When you’re knee-deep into NaNoWriMo, a common concern is about how to get it done properly. It can just be a case of getting word after word down on the page, but the best thing about this exciting month is the prospect of finishing it with a piece of work that’s got legs — not something that’ll go straight in the wastepaper basket.
Tips from the authors
Many writers go into NaNoWriMo without giving much consideration to the plot of their story, but a little planning ahead can often save some serious headaches down the road. We spoke to a number of published authors to see how they go about planning their writing – or not, as the case may be.
Winner of 2015’s Theakstons Old Peculier Crime Novel of the Year Award, Sarah Hilary knows something about writing successful fiction, and likes to know a little about where her story is headed.
‘I don’t plot as such,’ says Sarah. ‘I do a rough story “treatment”, and then get stuck in. I do, however, keep lots of notes of possible twists, and I try to have at least two really good ones that are fundamental to the story.’

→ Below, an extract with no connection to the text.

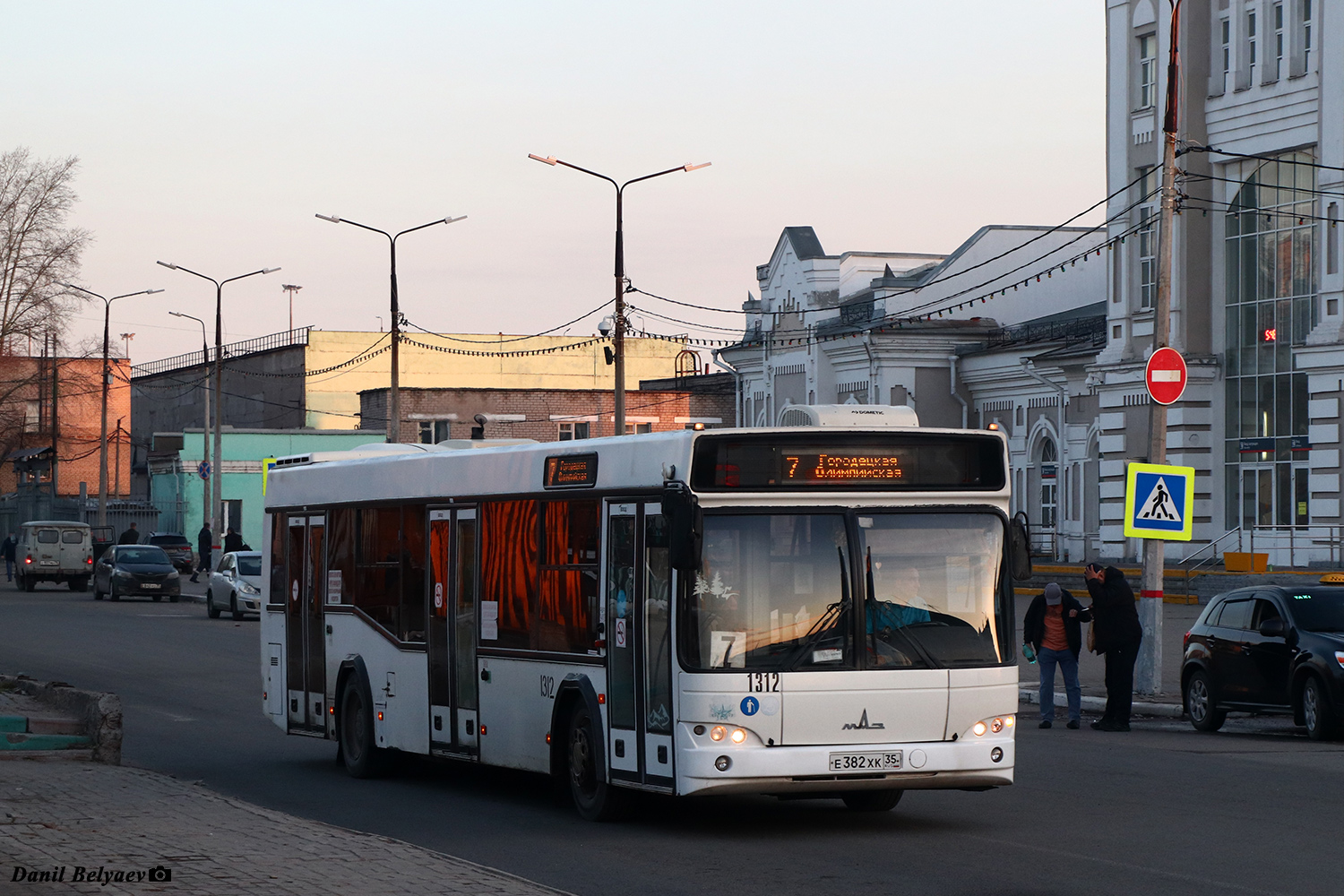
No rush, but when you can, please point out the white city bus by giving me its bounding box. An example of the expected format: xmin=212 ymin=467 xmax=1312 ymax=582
xmin=261 ymin=409 xmax=1024 ymax=820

Although NaNoWriMo is necessarily about taking risks and experimentation, you may find it useful to have a few set-pieces, scenes and story points in the back of your mind to be used or adapted to fit in with what you’ve already written.
‘Another good tip,’ says Sarah, ‘is to keep a notebook of questions to ask your characters, or about your characters, or about your story, and withhold the answers from the reader.’
Knowing the answers to these questions will give you, the author, steadier ground to build up from, but also withholding them from the reader will entice them to read on and find out.
I tend to have loose plans and fill in the gaps as I go along.
– Irenosen Okojie
Bestselling author Heidi Rice is no stranger to NaNoWriMo, and in this article she outlines her experience with it.
Regarding planning, Heidi says, ‘I don’t as a rule plot, but you do need some semblance of an idea before you start.
If you spend hours – or even waste days – trying to figure out what you’re going to write for a certain scene you’re screwed, because you will already be waging an uphill battle against that wordcount in days to come.’
Irenosen Okojie, author of Butterfly Fish, finds that taking a more relaxed approach to planning can be useful: ‘I tend to have loose plans and fill in the gaps as I go along.
For me, that keeps the writing exciting and leaves room for those special moments to appear. I know that other writers prefer to lay a more concrete plan down before they begin, however.
‘Ultimately,’ says Irenosen, ‘you’re feeling your way through the process, and some characters and ideas can start off more fleshed out than others. Try both ways, see how you feel and what you enjoy most.’
There are many different ways to write a novel, but having some flexibility as you work can be very useful.
– Paul Kingsnorth
The Wake author Paul Kingsnorth also shared his planning process with us.
Paul says, ‘The Wake was a novel that evolved as it went along. The character of the narrator suggested the kind of ending it might have fairly early on to me, but although I had a rough sense of where the journey was going, I didn’t plan it out beforehand.
‘I knew the direction of that journey fairly early on,’ says Paul, ‘but I was quite a long way into the novel before I understood where exactly it was heading. There are many different ways to write a novel, but this kind of flexibility can be very useful.’
Although you might be a few thousand words in, it’s not too late to think ahead for the rest of your story.
Often, inspiration will strike and an opening will present itself to you fully formed. Using that as a starting point, a little loose planning can help guide your writing without stifling your creativity.
With the rest of this month ahead of you, who knows where that could take you?